Nous nous intéresserons à trois aspects de ces deux stades madrilènes, des années 1920 aux années 1940. En premier lieu, l’article reviendra sur leur origine, leurs caractéristiques, et la façon dont ils sont devenus un lieu d’accueil des grands matchs du football espagnol. En second lieu, il mettra en avant comment ces stades sont des lieux d’expression d’émotions exacerbées à l’occasion des matchs de la sélection espagnole. Enfin, il examinera comment le pouvoir politique se déploie dans les stades sous le franquisme au moment des matchs de la sélection espagnole.
Aux origines des stades de Chamartín et du Metropolitano : de la construction à l’accueil de grands matchs
L’Espagne connaît une vague de construction d’écrins sportifs modernes sur l’ensemble de son territoire au cours des années 1920. L’Estadi Català (1921), la Fuxarda (1921), Les Corts (1922), Sarria (1923) et Montjuïc (1929) sont édifiés à Barcelone, suivis des infrastructures madrilènes comme le Velódromo de Ciudad Lineal (1923), le Stadium Metropolitano (1923) et de l’Estadio Chamartín (1924)19. La plupart des grandes villes espagnoles se dotent également de leur propre stade au cours de la même décennie. À Valence, les campos de Levante (1922) et du Gimnástico (1923) ainsi que le stade de Mestalla (1923) sont construits ; sont édifiés au nord, le Campo de Lasesarre à Bilbao (1922), l’Estadio Torrero à Saragosse (1923), l’Estadio Vetusta à Oviedo (1923) et El Molinón à Gijón (1928) ; au sud, Los Cármenes à Grenade (1924) et la Condominia à Murcie (1924)20. Les villes espagnoles suivent alors une tendance européenne. Wembley est construit à Londres en 1923, Colombes dans l’Ouest parisien en 1924 et San Siro à Milan en 1926.

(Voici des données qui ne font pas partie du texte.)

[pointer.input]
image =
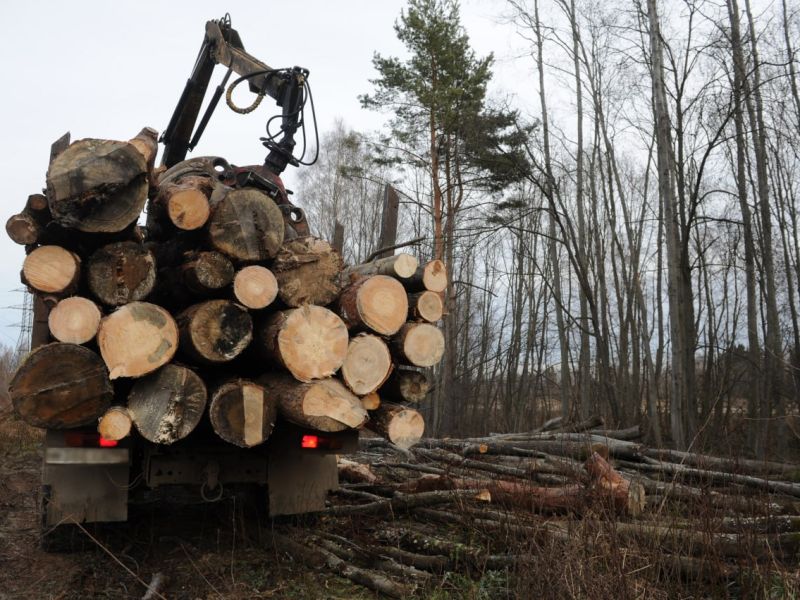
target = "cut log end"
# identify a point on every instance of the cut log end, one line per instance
(51, 269)
(137, 339)
(74, 320)
(255, 287)
(367, 364)
(115, 424)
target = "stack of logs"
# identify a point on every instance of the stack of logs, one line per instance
(216, 307)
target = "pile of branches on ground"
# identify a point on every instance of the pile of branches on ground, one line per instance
(511, 502)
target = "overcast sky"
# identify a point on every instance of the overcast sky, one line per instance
(107, 69)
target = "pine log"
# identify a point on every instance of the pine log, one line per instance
(400, 425)
(400, 266)
(242, 412)
(59, 386)
(215, 332)
(52, 269)
(246, 225)
(308, 270)
(97, 185)
(419, 344)
(406, 385)
(367, 364)
(426, 306)
(167, 405)
(122, 272)
(325, 405)
(137, 339)
(311, 341)
(74, 320)
(206, 273)
(115, 424)
(378, 303)
(255, 287)
(431, 276)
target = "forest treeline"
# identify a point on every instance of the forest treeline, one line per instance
(624, 241)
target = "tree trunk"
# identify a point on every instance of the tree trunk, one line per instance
(367, 364)
(59, 386)
(137, 339)
(74, 320)
(376, 303)
(214, 332)
(308, 271)
(167, 405)
(311, 342)
(242, 412)
(120, 273)
(326, 405)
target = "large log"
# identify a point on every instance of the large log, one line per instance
(59, 386)
(167, 405)
(311, 341)
(242, 412)
(406, 385)
(255, 287)
(431, 276)
(52, 269)
(419, 344)
(400, 266)
(215, 332)
(308, 270)
(426, 306)
(74, 320)
(326, 405)
(137, 339)
(400, 425)
(367, 364)
(246, 225)
(97, 185)
(120, 273)
(377, 303)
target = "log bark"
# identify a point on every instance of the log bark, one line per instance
(115, 424)
(419, 344)
(400, 266)
(406, 385)
(311, 341)
(367, 365)
(242, 412)
(97, 185)
(400, 425)
(246, 225)
(59, 386)
(74, 320)
(325, 405)
(308, 270)
(377, 303)
(214, 332)
(137, 339)
(120, 273)
(431, 276)
(426, 306)
(52, 269)
(255, 287)
(167, 405)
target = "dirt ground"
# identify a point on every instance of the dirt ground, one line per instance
(206, 551)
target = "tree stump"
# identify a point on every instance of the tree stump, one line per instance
(311, 341)
(167, 405)
(242, 412)
(122, 272)
(59, 386)
(377, 303)
(137, 339)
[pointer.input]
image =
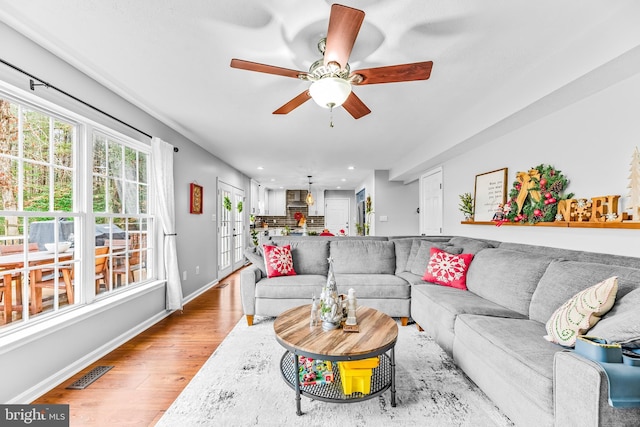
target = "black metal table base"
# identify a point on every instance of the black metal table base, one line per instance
(382, 379)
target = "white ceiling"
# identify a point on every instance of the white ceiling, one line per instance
(497, 65)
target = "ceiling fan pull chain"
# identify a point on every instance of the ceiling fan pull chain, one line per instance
(330, 115)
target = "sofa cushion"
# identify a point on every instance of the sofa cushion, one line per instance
(622, 323)
(373, 285)
(402, 249)
(469, 245)
(581, 312)
(423, 257)
(564, 279)
(278, 260)
(435, 308)
(363, 256)
(309, 256)
(510, 348)
(506, 277)
(415, 247)
(256, 259)
(291, 287)
(447, 269)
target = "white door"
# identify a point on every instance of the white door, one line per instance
(230, 229)
(238, 229)
(336, 215)
(431, 196)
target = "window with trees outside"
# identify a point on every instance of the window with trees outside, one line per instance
(74, 212)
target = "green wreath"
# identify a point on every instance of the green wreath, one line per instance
(545, 182)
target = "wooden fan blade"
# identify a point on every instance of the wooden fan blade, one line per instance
(355, 106)
(396, 73)
(294, 103)
(344, 25)
(263, 68)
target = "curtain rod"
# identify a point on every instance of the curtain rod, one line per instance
(32, 86)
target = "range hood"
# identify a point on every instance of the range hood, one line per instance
(295, 199)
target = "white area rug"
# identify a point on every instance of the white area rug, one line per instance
(241, 385)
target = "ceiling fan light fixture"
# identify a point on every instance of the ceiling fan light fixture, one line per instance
(330, 92)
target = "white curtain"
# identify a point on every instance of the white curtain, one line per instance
(162, 160)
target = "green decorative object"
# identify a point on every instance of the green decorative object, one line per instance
(535, 194)
(466, 205)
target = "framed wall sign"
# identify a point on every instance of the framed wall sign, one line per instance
(490, 193)
(195, 198)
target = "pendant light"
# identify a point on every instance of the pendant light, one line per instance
(309, 198)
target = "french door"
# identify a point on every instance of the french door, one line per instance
(231, 227)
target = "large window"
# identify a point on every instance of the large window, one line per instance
(74, 212)
(120, 205)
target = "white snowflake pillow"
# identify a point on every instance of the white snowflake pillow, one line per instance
(581, 312)
(448, 269)
(278, 261)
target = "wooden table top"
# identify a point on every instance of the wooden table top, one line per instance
(378, 333)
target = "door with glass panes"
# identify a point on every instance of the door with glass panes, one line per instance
(231, 225)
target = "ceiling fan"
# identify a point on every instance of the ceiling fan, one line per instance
(331, 78)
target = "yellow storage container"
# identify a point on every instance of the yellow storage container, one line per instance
(355, 380)
(372, 362)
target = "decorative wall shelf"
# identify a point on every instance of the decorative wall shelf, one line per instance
(571, 224)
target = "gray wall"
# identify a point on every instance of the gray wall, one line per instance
(591, 141)
(40, 361)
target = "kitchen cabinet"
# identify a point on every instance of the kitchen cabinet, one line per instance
(276, 203)
(318, 207)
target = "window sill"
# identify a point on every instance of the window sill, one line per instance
(37, 329)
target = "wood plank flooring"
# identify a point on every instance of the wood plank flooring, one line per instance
(153, 368)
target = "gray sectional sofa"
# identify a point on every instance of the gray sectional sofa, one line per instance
(494, 330)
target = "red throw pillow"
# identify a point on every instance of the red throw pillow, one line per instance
(278, 261)
(448, 269)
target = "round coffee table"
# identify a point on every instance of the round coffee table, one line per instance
(377, 335)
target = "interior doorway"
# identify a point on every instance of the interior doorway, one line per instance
(336, 215)
(431, 196)
(231, 226)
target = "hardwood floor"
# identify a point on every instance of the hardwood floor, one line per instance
(151, 370)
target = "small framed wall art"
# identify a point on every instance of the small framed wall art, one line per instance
(195, 198)
(490, 194)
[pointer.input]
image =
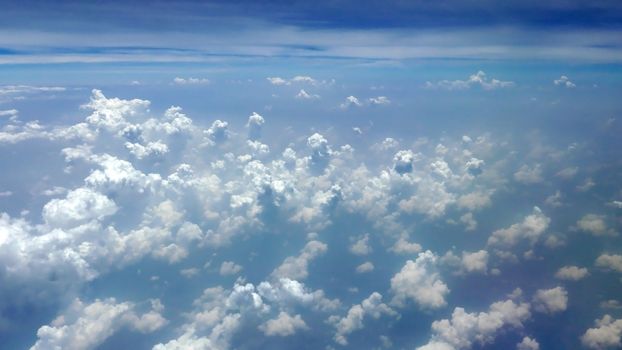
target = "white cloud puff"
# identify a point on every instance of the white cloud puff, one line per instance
(551, 300)
(85, 326)
(464, 329)
(606, 335)
(284, 325)
(419, 281)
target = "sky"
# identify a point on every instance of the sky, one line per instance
(310, 175)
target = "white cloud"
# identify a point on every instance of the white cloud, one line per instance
(254, 125)
(528, 344)
(418, 280)
(477, 79)
(571, 273)
(191, 81)
(610, 261)
(606, 335)
(595, 224)
(551, 300)
(372, 306)
(564, 81)
(8, 113)
(531, 228)
(380, 100)
(365, 267)
(464, 329)
(284, 325)
(229, 268)
(296, 267)
(351, 101)
(529, 175)
(361, 246)
(85, 326)
(303, 95)
(79, 207)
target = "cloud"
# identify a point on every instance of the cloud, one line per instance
(464, 329)
(380, 100)
(350, 101)
(528, 344)
(571, 273)
(365, 267)
(527, 175)
(284, 325)
(296, 267)
(85, 326)
(370, 307)
(190, 81)
(303, 95)
(565, 82)
(419, 281)
(9, 113)
(254, 125)
(595, 224)
(610, 261)
(478, 79)
(551, 300)
(530, 229)
(607, 334)
(361, 246)
(79, 207)
(229, 268)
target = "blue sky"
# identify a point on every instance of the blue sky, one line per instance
(330, 175)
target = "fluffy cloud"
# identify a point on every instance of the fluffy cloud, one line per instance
(610, 261)
(465, 329)
(79, 207)
(418, 280)
(372, 307)
(571, 273)
(595, 224)
(551, 300)
(296, 267)
(229, 268)
(528, 344)
(606, 335)
(284, 325)
(85, 326)
(190, 81)
(477, 79)
(564, 81)
(530, 229)
(361, 246)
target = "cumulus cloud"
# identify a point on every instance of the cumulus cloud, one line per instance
(191, 81)
(284, 325)
(595, 225)
(361, 246)
(571, 273)
(528, 344)
(564, 81)
(350, 101)
(304, 95)
(610, 261)
(551, 300)
(478, 79)
(530, 229)
(371, 307)
(365, 267)
(296, 267)
(606, 335)
(85, 326)
(419, 281)
(465, 329)
(229, 268)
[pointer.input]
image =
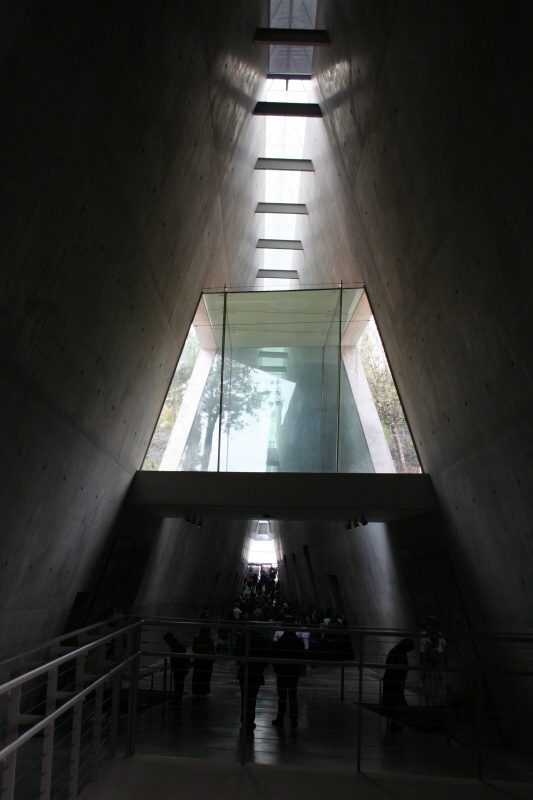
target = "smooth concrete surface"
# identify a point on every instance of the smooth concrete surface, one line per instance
(277, 495)
(181, 779)
(196, 749)
(128, 174)
(128, 181)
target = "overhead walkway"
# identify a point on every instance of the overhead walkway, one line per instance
(291, 496)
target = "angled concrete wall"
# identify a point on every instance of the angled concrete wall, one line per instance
(426, 157)
(127, 174)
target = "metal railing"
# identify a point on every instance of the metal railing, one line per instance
(64, 706)
(60, 710)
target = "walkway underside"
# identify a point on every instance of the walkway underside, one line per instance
(275, 495)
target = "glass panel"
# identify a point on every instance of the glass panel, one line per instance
(282, 389)
(201, 451)
(172, 405)
(386, 401)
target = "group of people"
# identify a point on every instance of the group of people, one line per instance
(282, 653)
(258, 645)
(202, 645)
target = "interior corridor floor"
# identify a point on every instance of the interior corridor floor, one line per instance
(197, 750)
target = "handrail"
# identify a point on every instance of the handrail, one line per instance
(336, 629)
(66, 706)
(58, 639)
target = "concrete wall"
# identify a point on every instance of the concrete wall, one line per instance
(127, 177)
(423, 188)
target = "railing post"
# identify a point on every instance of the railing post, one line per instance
(114, 715)
(133, 693)
(75, 744)
(360, 701)
(480, 728)
(47, 757)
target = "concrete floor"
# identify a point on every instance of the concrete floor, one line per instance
(196, 751)
(144, 777)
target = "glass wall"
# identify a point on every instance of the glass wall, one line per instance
(278, 382)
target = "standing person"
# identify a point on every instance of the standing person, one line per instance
(179, 667)
(202, 644)
(288, 646)
(255, 677)
(393, 699)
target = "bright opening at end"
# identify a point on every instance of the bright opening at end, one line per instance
(261, 549)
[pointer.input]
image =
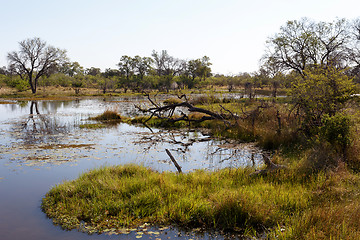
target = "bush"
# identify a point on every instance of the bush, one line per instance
(336, 130)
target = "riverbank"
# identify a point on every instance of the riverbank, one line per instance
(287, 204)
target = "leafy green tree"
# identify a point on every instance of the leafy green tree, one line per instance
(320, 92)
(71, 69)
(34, 59)
(93, 71)
(302, 44)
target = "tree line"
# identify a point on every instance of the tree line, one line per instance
(299, 47)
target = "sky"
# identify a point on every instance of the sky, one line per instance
(232, 33)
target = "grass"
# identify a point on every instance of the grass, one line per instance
(92, 125)
(286, 205)
(109, 116)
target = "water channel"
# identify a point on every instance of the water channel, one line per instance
(41, 144)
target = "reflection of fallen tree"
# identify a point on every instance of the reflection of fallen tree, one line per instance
(39, 128)
(178, 138)
(184, 107)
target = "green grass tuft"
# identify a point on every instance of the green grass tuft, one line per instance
(288, 204)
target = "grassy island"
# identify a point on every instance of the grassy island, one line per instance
(287, 204)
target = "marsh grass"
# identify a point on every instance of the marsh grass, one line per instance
(92, 125)
(286, 205)
(108, 116)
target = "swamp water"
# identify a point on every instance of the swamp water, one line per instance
(41, 144)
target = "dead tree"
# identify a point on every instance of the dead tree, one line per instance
(167, 112)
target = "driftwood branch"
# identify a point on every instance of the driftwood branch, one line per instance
(173, 160)
(168, 111)
(270, 167)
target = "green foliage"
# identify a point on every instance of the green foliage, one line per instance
(18, 83)
(320, 92)
(336, 130)
(288, 204)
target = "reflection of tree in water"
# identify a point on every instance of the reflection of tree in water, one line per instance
(214, 153)
(39, 128)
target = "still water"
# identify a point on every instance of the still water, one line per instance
(41, 144)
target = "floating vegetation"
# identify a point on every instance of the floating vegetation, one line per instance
(114, 198)
(92, 125)
(108, 115)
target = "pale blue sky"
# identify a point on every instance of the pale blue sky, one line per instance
(97, 33)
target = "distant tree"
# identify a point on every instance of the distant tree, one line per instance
(71, 69)
(126, 68)
(304, 44)
(34, 59)
(93, 71)
(3, 70)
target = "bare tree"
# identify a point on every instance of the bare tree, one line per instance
(34, 59)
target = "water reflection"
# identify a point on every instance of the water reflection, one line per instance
(38, 128)
(41, 144)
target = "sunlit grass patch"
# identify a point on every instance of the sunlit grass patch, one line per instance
(126, 196)
(92, 125)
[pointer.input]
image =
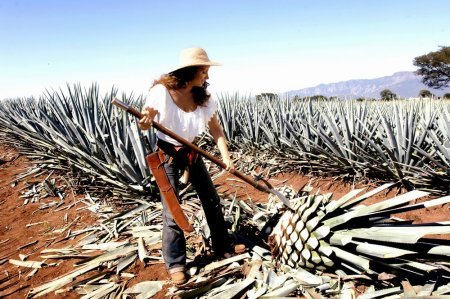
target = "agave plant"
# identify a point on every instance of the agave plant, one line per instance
(405, 141)
(322, 234)
(80, 130)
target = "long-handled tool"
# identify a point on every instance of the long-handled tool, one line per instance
(264, 188)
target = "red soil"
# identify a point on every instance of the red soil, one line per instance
(14, 216)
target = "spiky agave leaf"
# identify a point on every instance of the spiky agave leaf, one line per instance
(323, 234)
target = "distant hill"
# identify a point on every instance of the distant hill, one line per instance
(404, 84)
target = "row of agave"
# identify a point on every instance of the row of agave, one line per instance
(404, 141)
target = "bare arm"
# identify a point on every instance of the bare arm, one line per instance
(146, 122)
(219, 137)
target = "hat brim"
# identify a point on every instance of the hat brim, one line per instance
(209, 63)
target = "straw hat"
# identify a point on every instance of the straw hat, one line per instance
(193, 57)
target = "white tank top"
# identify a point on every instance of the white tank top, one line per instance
(186, 124)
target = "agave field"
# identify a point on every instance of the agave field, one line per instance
(317, 249)
(401, 141)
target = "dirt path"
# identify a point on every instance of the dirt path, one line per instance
(27, 229)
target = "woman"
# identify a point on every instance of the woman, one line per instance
(180, 102)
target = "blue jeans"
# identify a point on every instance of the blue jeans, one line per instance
(173, 241)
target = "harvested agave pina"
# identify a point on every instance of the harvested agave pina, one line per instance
(347, 235)
(294, 240)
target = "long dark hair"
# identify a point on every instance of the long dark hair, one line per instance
(180, 79)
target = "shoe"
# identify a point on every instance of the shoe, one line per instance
(178, 278)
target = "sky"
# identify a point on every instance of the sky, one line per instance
(264, 46)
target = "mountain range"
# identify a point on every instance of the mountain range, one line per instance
(404, 84)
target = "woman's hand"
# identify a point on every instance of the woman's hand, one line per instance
(145, 122)
(229, 163)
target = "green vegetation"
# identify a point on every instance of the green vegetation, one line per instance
(404, 141)
(387, 95)
(434, 68)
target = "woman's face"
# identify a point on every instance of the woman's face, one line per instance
(201, 76)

Trois stades « imposent la norme que d’autres villes ont suivie21 » : le stade des Corts, qui peut accueillir à ses débuts 30 000 spectateurs, propriété du FC Barcelone de 1922 à 195722, et les stades madrilènes de Chamartín et du Metropolitano. Ces enceintes sportives sont construites pour accueillir le plus grand public possible dans un espace hiérarchisé allant des tribunes aux simples gradins23. À la lecture de la littérature scientifique, il n’est pas chose aisée de retracer avec exactitude l’origine du Stadium Metropolitano. Il appartient, de sa fondation à 195024, au Sociedad Stadium25, ou sous une autre dénomination à la Sociedad Metropolitana Alfonso XIII26. La construction du Stadium Metropolitano s’inscrit dans le cadre d’un projet immobilier urbain. Nous pouvons évoquer deux origines possibles du projet et du financement de ce stade. Ce peut être la Compañía Metropolitano Alfonso XIII (CMA), une entreprise de construction notamment spécialisée dans les chemins de fer métropolitains fondée en 1917 avec un capital de 10 000 pesetas27. Concessionnaire du métro de Madrid, elle aurait conduit l’édification de ce stade en créant en 1922 « la Compañía Stadium Metropolitano pour construire un stade » sur des terrains qui appartiennent à la Compañía Urbanizadora Metropolitana (CUM) au nord de Madrid28. Il peut aussi s’agir de la (CUM), une société immobilière fondée en 1918 qui, par ses « administrateurs », fonde Sociedad Stadium 1923 pour pouvoir construire cet équipement sportif 29. Liée à la section immobilière de la CMA, la CUM vend des terrains à construire tout en contribuant à l’aménagement urbain de Madrid par la fondation d’immeubles ou de zones naturelles comme le Parque Metropolitano30. C’est dans ce contexte que le Stadium Metropolitano est édifié, en même temps que l’avenue de la Reina Victoria (environ 1 kilomètre) et les immeubles Titatic, l’Hôpital de la Croix-Rouge et le cinéma Metropolitano31.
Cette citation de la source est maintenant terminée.